Даже невооруженным глазом Пэт видел на гребне холмов колонну конных бантагов, направляющихся к одному из трех акведуков. К ночи они перекроют акведуки. Каждую емкость в городе было приказано заполнить водой для тушения пожаров. Если бы это не было сделано, им пришлось бы брать воду из Тибра, куда шли все сточные трубы. Эмил настаивал на том, чтобы ценный запас угля использовался для кипячения питьевой воды, но Пэт решил, что уголь нужно экономить на случай, если начнется настоящая осада.
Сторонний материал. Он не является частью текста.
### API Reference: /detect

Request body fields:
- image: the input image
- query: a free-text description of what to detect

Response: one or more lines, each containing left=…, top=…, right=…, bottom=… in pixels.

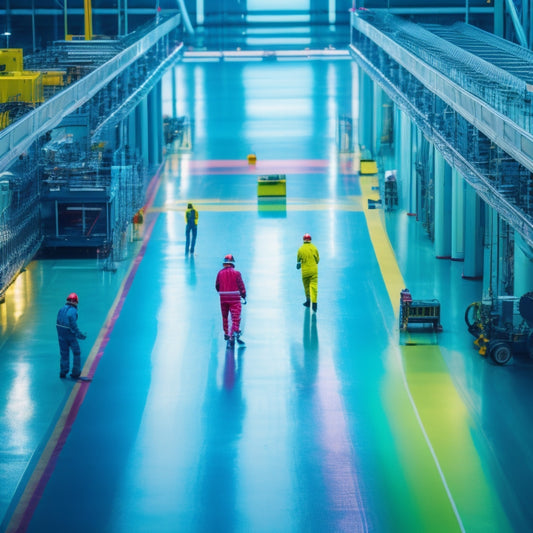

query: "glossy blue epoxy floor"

left=0, top=61, right=532, bottom=533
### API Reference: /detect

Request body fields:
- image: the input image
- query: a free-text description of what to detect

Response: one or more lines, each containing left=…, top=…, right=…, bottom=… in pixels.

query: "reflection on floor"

left=0, top=61, right=533, bottom=533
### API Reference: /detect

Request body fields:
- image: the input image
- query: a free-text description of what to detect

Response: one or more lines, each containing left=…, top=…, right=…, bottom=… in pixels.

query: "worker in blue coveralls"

left=56, top=292, right=87, bottom=379
left=185, top=204, right=198, bottom=254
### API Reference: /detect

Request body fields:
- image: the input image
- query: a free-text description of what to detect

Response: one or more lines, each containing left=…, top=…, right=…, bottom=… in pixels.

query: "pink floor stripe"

left=14, top=166, right=162, bottom=533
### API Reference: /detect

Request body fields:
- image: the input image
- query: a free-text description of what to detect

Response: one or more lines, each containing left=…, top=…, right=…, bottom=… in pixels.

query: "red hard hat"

left=67, top=292, right=78, bottom=304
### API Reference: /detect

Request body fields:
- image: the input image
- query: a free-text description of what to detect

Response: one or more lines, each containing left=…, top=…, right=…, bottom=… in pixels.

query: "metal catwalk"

left=0, top=60, right=533, bottom=533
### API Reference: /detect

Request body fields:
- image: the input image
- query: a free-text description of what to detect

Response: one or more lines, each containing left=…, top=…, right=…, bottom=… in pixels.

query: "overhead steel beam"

left=352, top=16, right=533, bottom=172
left=0, top=15, right=181, bottom=172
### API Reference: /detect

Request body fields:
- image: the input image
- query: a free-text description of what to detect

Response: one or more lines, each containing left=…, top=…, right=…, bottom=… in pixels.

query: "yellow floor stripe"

left=360, top=176, right=512, bottom=533
left=149, top=197, right=362, bottom=213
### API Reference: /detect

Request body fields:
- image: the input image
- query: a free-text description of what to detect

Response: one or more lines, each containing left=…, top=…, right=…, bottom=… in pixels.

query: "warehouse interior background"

left=0, top=0, right=533, bottom=532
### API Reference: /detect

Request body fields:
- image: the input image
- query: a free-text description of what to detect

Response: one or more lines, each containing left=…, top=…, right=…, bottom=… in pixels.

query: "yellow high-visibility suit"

left=296, top=242, right=320, bottom=304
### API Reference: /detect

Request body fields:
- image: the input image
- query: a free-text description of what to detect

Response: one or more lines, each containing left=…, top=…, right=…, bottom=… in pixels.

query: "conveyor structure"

left=0, top=14, right=183, bottom=299
left=350, top=10, right=533, bottom=246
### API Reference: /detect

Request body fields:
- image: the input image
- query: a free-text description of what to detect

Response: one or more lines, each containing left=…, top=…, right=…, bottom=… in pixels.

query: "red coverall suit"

left=215, top=265, right=246, bottom=337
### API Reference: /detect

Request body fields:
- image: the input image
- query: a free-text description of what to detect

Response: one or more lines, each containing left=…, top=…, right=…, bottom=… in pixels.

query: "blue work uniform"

left=56, top=302, right=85, bottom=377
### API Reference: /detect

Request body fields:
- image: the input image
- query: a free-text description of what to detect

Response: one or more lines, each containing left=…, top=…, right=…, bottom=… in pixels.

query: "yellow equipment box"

left=0, top=48, right=23, bottom=73
left=257, top=174, right=287, bottom=196
left=359, top=159, right=378, bottom=174
left=42, top=70, right=67, bottom=86
left=0, top=71, right=44, bottom=104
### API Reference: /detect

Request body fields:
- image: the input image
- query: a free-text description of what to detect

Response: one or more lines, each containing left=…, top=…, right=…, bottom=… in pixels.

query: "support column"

left=433, top=147, right=452, bottom=259
left=483, top=204, right=499, bottom=298
left=358, top=68, right=374, bottom=157
left=148, top=85, right=160, bottom=165
left=463, top=184, right=483, bottom=279
left=126, top=109, right=137, bottom=154
left=394, top=108, right=416, bottom=216
left=452, top=169, right=465, bottom=261
left=369, top=83, right=383, bottom=159
left=513, top=232, right=533, bottom=296
left=136, top=98, right=150, bottom=165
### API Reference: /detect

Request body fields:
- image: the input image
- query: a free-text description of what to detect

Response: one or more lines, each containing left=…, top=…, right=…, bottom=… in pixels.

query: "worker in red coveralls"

left=215, top=254, right=246, bottom=345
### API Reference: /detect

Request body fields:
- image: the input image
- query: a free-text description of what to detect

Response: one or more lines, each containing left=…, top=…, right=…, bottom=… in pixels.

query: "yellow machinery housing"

left=0, top=71, right=44, bottom=104
left=257, top=174, right=287, bottom=197
left=0, top=48, right=24, bottom=74
left=359, top=159, right=378, bottom=174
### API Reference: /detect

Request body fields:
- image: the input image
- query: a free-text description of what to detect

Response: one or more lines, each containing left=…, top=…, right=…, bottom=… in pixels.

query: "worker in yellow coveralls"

left=296, top=233, right=320, bottom=313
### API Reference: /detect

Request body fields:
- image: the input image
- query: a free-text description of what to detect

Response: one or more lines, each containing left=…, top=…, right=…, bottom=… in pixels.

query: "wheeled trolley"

left=400, top=289, right=442, bottom=332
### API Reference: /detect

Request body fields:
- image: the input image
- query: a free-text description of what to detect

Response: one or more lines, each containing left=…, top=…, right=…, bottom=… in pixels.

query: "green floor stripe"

left=361, top=178, right=512, bottom=533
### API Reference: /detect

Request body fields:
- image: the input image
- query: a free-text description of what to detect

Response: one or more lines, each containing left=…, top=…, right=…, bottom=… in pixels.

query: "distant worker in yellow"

left=185, top=204, right=198, bottom=254
left=296, top=233, right=320, bottom=313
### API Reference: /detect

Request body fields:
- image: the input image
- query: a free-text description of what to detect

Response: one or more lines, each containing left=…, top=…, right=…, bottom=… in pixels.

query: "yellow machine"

left=359, top=159, right=378, bottom=174
left=257, top=174, right=287, bottom=197
left=0, top=48, right=24, bottom=74
left=65, top=0, right=93, bottom=41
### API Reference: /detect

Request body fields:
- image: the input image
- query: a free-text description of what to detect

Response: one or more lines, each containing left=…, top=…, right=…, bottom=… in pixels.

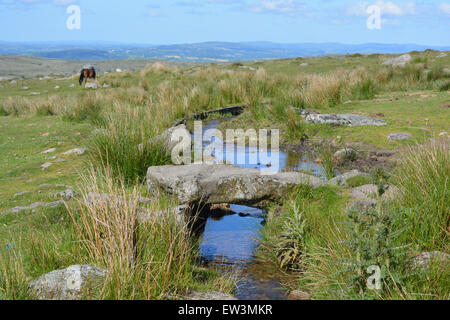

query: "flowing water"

Пэт поднес к глазам бинокль и посмотрел на окопы, окружавшие город. К счастью, Эндрю приказал их вырыть еще осенью. Правда, работы были проведены кое-как, поскольку никто не ожидал, что уже к середине зимы враг доберется до городских ворот. Поэтому последнюю неделю несколько десятков тысяч человек, занимались тем, что сгребали снег в кучи, утрамбовывали его и заливали водой, чтобы хоть немного усилить оборонительные сооружения. Покрытые льдом земляные укрепления выглядели как в сказке, как будто это была ледяная крепость, в которой дети собирались обстреливать друг друга снежками, а не пулями и артиллерийскими снарядами.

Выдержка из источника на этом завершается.